Adressé aux gouverneurs de région, le document acte un coup d’arrêt aux pratiques de lotissements anarchiques, en nette progression ces dernières années. Le ministre y rappelle le cadre réglementaire en vigueur, notamment les dispositions du Code de l’urbanisme, qui imposent une autorisation préalable avant toute opération de morcellement foncier.

« De nombreuses opérations sont entreprises sans autorisation régulière », déplore-t-il, pointant une dérive qui fragilise la planification urbaine et alimente les conflits fonciers.

Dans ses instructions, le ministre exige des autorités administratives territoriales une réaction immédiate. Les gouverneurs sont ainsi tenus de faire cesser tout projet de lotissement ou d’aménagement non conforme. Ils devront également mobiliser les préfets et sous-préfets afin de bloquer la délivrance de documents administratifs — attributions de parcelles, certificats ou actes de régularisation — concernant des sites illégaux.

Autre axe majeur de cette circulaire : la responsabilisation des collectivités locales. Les maires sont explicitement interpellés sur les risques encourus en cas d’implication dans des opérations irrégulières. Le ministre rappelle à cet effet les sanctions prévues par la législation, notamment celles liées à la complicité dans des lotissements non autorisés.

Dans la mise en œuvre, l’accent est mis sur le renforcement des mécanismes de contrôle. Une coordination étroite est exigée entre les services régionaux de l’Urbanisme et la Direction générale de la Surveillance et du Contrôle de l’Occupation du Sol, structure chargée de veiller à la régulation de l’occupation du territoire.

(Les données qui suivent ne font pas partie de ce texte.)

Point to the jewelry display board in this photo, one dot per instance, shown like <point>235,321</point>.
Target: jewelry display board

Cette sortie intervient dans un contexte de multiplication des occupations irrégulières du sol, souvent facilitées par des failles dans le contrôle administratif. Elle s’inscrit dans la volonté affichée des plus hautes autorités, notamment le président Bassirou Diomaye Faye et le Premier ministre Ousmane Sonko, de rétablir l’ordre dans la gestion foncière.